1000 Albums Project

ALBUM 405

Karkelo, by Korpiklaani
Suggested by Owen Pauling

When I drummed for Badger, the brock and roll legends on the Aberystwyth Pub circuit in the early Nineties, we did an original song called Friday Beer.

It was a crowd pleaser, a fast-paced rocking blues number that extolled the virtues of, well, drinking beer on a Friday. I believe it was mostly written by guitarist Jim, although you can be damn sure everyone in the band would claim partial credit. Most of the lyrics are lost in time, although I do remember a few. There’s “I don’t care about no first impression / The weekend’s here, it’s time for a session,” which kicked off the song, and the still-funny-almost-thirty-years-later galloping break of “Monday Tuesday Wednesday, Thursday Friday Beer! / Saturday Sunday, and… other days… Beer!”

There have been some great hard rocking, roistering drinking songs through the years. We’ve even had one in this project, Raise Your Horns by Viking metallers Amon Amarth. Other stalwart drinking songs include Chumbawamba’s Tubthumping and its multiple whiskey / Vodka / Lager / Cider drinks, and my personal favourite Drink ‘Til I Die, from Bad News. “Give me another drink, Mr Bartender / If you don’t, I’m gonna stick your dick in a blender.” How can you not love that?

Karkelo, by Finnish Folk Metallers Korpiklaani, contains two explicit drinking songs: Vodka and Bring Us Pints of Beer. There may be more, as every other song is in Finnish and I’m a little rusty in my Uralic languages. Vodka has some fine lyrics: “Vodka, wipes away your tears / Vodka, removes your fears, / Vodka, everyone is gorgeous / Vodka, yeah Vodka.” Bring Us Pints of Beer also doesn’t fare so well: “Bring us pints of beer / If you don’t drink, you can leave / Bring us pints of beer / We gonna drink now and here.”

These songs are fun, I guess, but in truth I’ve not been a drinker for almost twenty years. My guideline is that I don’t drink in Leeds, so as I’m in Leeds ninety-nine percent of my time, I basically don’t drink at all. So songs about the edifying values of alcohol are pretty skippable to me.
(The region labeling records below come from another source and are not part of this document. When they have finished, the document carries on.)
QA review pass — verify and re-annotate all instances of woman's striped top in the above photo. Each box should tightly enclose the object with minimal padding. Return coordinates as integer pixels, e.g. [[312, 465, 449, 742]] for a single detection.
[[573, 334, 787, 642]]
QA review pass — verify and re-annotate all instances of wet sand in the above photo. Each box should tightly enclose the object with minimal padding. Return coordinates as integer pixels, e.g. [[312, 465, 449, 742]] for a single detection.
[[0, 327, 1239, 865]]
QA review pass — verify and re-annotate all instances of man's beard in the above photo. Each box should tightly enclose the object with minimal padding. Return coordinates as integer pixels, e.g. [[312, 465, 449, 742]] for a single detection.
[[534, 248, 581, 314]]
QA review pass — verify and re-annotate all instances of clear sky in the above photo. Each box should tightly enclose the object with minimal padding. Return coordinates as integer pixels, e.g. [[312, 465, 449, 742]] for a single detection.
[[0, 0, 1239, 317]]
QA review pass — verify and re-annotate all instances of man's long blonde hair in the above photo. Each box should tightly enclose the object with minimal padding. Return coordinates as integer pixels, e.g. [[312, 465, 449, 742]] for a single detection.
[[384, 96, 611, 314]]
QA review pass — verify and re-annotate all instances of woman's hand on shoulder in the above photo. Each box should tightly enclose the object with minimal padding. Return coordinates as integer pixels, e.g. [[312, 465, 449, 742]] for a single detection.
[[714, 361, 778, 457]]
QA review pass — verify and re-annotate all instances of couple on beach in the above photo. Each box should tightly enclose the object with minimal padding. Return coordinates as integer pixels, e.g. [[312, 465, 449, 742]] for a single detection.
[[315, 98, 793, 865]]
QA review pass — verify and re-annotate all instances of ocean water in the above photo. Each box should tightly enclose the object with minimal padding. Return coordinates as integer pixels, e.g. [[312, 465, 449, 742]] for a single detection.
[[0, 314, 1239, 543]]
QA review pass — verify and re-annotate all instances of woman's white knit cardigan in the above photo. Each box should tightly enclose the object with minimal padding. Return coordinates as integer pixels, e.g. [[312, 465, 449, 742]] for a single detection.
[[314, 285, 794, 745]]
My vice is food, not booze, but oddly I don’t feel any affinity for songs about grub. Sorry, Fat Les, but you can keep your Vindaloo.

As for the music, I’m pretty sure you can imagine it from the lyrics. It’s a throwback metal sound, with fast yet basic drumming and chugging guitar riffs. Vocally, there’s the hint of a growl, but the pace of proceedings and the happy anger in the delivery stop it from descending into farce. While Vodka is my standout song, I think it’s the Finnish songs that have the most fun in them. That’s patently apparent in the vocals, which become almost gurning caricature in places, but also in the more overt folksy leanings. Isku Pitkasta Ilosta, for example, has a fine accordion break, and other songs include fiddle, viola, mandolin and tin whistle. If any of that excites you, then check it out.

Me? I quite liked this, I guess, but it was all rather bierkeller and elbows and down-in-one. I’ll stretch to 6/10, but only just. Maybe it’d hit eight or nine, if I were three sheets to the wind.